Zaman'da yer alan habere göre hükümete Arakan eyaletinde yaşayan herkesin vatandaşlık durumunun belirlenmesi çağrısında bulunan komisyon, en azından gerilim azalana kadar iki toplumu birbirinden mümkün olduğunca uzak tutmak için güvenlik görevlilerinin sayısının artırılması gerektiğini belirtti.
Myanmar yasaları gereği, ataları 1948 yılındaki bağımsızlıktan önce ülkede yaşayanlar, vatandaşlık için başvurma hakkına sahip. Ancak ülkeyi on yıllarca demir yumrukla yöneten askerî cunta döneminde Arakanlı Müslümanlar bu haklarından yararlanamadı. Ülkenin Müslüman halkı, seyahat etmek hatta evlenmek için dahi izin almak zorunda. Toplam sayısı 800 bini bulan Müslüman halkın önemli bir kısmı ülkeye İngiliz Kolonyal idaresi döneminde Bangladeş’ten göç edenlerin torunları. Ancak daha sonradan gelenler de bulunuyor.

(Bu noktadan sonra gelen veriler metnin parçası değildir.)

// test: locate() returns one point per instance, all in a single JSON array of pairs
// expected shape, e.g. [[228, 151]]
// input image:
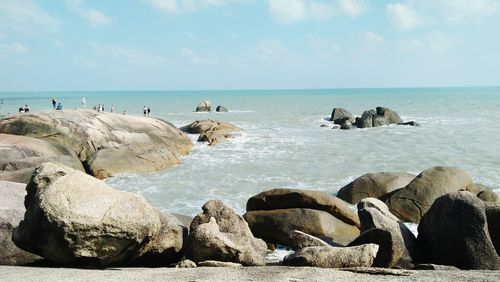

Öte yandan geçen hafta yayınladığı raporla Rohingya Müslümanlarına karşı etnik temizlik yapıldığını ortaya koyan İnsan Hakları İzleme Örgütü, komisyonun hazırladığı raporu son derece yetersiz olarak nitelendirdi. Örgütün Asya sorumlusu Phil Robertson, raporun yaşanan saldırı ve cinayetlerin sorumlularının yargı karşısına çıkartılmasına yeterince vurgu yapmadığını, bunun da hükümetin adımlarını ileride gerçekleşecek başka etnik temizlik olaylarını planlayacakları caydırmaktan uzak kılacağını belirtti. Robertson ayrıca güvenlik görevlilerinin dokunulmazlığını sona erdirecek reformlar yapılmadan güvenlik görevlilerinin sayısının iki katına çıkartılmasının ancak potansiyel bir tehdit olacağını ifade etti.